Tensing at the thought, she tried vainly to think of good things, sweet things. She would give anything to be outside in the sun right now, letting the rays warm her again. But she had disobeyed. At first, it was so easy to adhere to the rules. Monotonous, even. But that monotony was the start of her disquiet. The need arose for something else to fill the void and the awful taste of it. One rule broken, just a small rule, just once, led to sneaking, and lying, and to where she sat now: awaiting her punishment. Her shoulders ached from the tension, her teeth chattered from the cold, her hands rubbed almost raw. Stealing a glance at her mother, she wondered what she was thinking. Her mother sat silently, staring straight ahead, her eyes far away, as if she could see through the awful white wall. She was afraid to say anything, afraid to break the spell that kept her mother silent. She would give anything to turn the clock back, to go back to before and to obey the simple rules. It was too late, she knew that. Now she was here, and she had to go through with it.

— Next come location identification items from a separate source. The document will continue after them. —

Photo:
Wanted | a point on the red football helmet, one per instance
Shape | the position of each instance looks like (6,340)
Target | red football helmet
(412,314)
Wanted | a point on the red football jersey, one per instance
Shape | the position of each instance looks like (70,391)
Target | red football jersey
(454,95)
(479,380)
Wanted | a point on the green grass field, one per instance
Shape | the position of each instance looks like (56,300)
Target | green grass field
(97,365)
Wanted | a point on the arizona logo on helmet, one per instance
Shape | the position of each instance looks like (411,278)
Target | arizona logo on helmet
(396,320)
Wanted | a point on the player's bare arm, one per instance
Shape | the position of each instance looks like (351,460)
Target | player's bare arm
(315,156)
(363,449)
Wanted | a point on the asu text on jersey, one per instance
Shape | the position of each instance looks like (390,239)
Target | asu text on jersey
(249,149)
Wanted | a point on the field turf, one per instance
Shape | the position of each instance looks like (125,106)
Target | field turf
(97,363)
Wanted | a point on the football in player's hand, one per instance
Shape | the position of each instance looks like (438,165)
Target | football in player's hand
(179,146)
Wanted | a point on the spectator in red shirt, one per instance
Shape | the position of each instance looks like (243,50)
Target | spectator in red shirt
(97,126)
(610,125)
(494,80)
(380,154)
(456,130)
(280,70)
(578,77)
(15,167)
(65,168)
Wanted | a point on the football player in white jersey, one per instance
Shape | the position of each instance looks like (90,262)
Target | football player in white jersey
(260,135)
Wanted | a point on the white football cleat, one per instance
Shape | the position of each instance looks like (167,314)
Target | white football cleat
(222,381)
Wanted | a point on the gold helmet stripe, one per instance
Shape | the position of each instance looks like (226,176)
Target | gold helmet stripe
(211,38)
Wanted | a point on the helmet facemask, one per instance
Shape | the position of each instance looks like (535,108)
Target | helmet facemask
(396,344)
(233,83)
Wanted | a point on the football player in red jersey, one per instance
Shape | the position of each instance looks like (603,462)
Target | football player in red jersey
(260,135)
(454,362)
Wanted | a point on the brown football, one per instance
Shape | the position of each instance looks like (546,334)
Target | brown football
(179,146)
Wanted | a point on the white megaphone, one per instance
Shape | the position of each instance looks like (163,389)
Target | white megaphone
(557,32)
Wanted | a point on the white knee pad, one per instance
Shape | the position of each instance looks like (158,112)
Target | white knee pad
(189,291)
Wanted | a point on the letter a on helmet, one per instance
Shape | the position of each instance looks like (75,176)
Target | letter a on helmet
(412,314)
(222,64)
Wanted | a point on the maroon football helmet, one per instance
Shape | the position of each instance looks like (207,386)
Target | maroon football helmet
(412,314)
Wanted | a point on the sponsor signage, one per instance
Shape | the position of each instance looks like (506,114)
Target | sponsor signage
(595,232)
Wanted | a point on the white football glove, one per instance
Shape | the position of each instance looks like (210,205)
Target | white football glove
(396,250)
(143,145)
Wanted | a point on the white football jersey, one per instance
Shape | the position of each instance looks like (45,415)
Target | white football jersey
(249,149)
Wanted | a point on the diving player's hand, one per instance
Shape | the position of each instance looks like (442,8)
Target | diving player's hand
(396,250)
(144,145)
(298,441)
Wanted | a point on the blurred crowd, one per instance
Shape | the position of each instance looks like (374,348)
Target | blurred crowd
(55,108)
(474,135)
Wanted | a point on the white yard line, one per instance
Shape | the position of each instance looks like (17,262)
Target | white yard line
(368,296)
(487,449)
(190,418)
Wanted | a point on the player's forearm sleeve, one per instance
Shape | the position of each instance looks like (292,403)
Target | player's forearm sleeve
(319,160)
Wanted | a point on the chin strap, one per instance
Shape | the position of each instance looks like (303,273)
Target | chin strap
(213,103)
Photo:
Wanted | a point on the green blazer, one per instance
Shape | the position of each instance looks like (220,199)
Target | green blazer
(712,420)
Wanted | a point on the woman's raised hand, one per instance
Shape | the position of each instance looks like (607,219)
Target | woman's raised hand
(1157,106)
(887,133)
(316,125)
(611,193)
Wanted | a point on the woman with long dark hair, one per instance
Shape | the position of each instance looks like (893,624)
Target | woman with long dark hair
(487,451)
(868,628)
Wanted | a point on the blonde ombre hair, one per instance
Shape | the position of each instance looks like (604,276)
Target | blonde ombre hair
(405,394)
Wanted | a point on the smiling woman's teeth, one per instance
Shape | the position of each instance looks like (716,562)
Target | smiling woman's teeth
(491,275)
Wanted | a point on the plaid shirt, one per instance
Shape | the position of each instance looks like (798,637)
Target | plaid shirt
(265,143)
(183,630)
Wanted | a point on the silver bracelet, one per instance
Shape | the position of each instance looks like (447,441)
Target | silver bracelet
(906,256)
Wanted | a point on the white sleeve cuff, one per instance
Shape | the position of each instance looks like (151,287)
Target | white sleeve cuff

The clock mocked her, refusing to move its hands faster. She prayed quietly, the fervent litany cut short by voices emanating from beyond the door. She noticed the marks on the doorknob, wondering how they were made, feeling her heart stop as she realized they looked like claw marks. –This is a nightmare–, she thought. –A nightmare of your own making–, said the little voice inside her. –Shut up, Shut Up, SHUT UP!!!–, her mind screamed. She could feel the hot tears behind her eyelids. She heard the knob turning, her fear freezing her mind and her eyes watching the slow turn of the knob, counter-clockwise and grinding in her ears. Her mother stood up, resigned and looking so tired, turning to her and gesturing for her to get up. The time had finally come. She looks up to find a young woman, starched and rather pretty, smiling down at her. She swallows hard, the woman’s words ringing in her ears as she slides past:
“The dentist will see you now, dear.”